You mentioned that fight where he tries to take out his arm cannon. That was a hilariously choreographed fight with baby Madame Rouge. Can you talk about the experience filming that?

It was sick! We didn’t have anything, so it’s as funny as it looks because in the moment, where we’re doing this choreography and trying to hit baby Madame Rouge, we can’t see anything. It’s all CGI, and it is placed in afterwards. They told us, “Now, she’s in the middle of the table.” Whack! “Okay cool, now she’s coming around the bend. She’s coming around the pole. And 3-2-1, she kicks you!”

We’re playing with this whole scene as if she’s here, but we can’t see anything or connect to anything other than our imaginations. I think that one of the funnest parts of being an actor is your imagination.
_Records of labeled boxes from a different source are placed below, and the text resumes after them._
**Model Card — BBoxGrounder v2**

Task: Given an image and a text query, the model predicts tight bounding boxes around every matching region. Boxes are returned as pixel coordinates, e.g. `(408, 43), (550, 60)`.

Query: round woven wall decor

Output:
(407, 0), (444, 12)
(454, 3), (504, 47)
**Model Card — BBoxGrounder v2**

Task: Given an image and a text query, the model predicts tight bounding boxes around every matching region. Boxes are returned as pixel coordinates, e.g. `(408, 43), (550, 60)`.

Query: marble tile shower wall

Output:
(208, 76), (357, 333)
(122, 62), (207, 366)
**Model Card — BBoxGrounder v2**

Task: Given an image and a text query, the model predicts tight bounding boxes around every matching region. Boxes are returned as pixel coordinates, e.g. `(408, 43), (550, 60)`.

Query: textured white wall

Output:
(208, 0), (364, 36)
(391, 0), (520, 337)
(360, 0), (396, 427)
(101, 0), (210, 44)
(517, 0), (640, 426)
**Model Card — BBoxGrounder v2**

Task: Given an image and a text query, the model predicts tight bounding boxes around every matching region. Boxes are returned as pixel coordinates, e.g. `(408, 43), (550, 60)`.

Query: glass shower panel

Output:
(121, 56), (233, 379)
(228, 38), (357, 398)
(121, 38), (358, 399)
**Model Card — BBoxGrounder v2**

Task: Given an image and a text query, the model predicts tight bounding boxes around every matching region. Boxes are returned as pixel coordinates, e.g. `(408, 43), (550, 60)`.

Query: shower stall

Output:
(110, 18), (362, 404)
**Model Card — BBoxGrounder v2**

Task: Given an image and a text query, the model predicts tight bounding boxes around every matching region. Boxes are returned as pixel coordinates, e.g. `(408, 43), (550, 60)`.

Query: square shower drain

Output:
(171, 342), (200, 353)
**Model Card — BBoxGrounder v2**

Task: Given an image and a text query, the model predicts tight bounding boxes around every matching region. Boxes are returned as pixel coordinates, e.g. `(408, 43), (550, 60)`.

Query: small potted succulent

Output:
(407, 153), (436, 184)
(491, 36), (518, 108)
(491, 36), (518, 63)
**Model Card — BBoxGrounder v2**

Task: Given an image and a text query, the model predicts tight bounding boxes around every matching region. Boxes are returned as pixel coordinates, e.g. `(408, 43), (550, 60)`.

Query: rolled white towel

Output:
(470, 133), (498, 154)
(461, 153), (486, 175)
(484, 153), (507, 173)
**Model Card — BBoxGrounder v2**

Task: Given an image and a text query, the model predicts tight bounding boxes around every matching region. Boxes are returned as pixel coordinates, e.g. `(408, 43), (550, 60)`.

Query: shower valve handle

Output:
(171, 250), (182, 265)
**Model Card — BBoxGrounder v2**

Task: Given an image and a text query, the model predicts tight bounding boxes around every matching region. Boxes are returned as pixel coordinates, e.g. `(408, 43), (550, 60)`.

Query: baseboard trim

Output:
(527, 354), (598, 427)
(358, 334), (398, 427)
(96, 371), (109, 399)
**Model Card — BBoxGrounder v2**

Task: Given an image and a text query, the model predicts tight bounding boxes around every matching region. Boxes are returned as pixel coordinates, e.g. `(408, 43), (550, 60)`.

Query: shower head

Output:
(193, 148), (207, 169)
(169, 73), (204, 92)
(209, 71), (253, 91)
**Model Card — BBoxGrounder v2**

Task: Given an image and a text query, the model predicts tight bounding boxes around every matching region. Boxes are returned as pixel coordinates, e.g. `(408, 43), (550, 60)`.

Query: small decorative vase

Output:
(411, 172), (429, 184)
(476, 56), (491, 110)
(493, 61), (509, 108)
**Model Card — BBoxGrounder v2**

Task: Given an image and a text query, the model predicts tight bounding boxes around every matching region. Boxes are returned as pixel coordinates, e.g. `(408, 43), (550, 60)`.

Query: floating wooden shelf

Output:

That’s why we do this. We want to imagine, we want to connect, and we want to be in that space. Scenes like that allow us the full opportunity to do so, and so when I saw it on the screen for the first time, I thought it was amazing. It literally corresponded and presented itself exactly how it was explained to us. We trust the process, we trust our staff coordinators, and they deliver every single time.

Without giving away any spoilers, is there anything that you can tell viewers to hype them up for the finale?

For one, we actually got a finale this season. Last season was heart-wrenching because we didn’t get an opportunity to have that because of Covid. So, having a finale is huge for us. We finally get to wrap our season in a way that a season finale should. It is wacky, it is unexpected, it is wonderful, it is heart-wrenching, and it allows you to come full circle. So many questions get answered, but at the same time, it leaves so much to explore.

The characters get to really live out and are forced to come together and be who they are in order to continue down this road as the Doom Patrol. But at the same time, by the end of our episode, there are so many cliffhangers that open us up perfectly for season four. Everyone is going to love it, and I just can’t wait to see everyone’s reaction.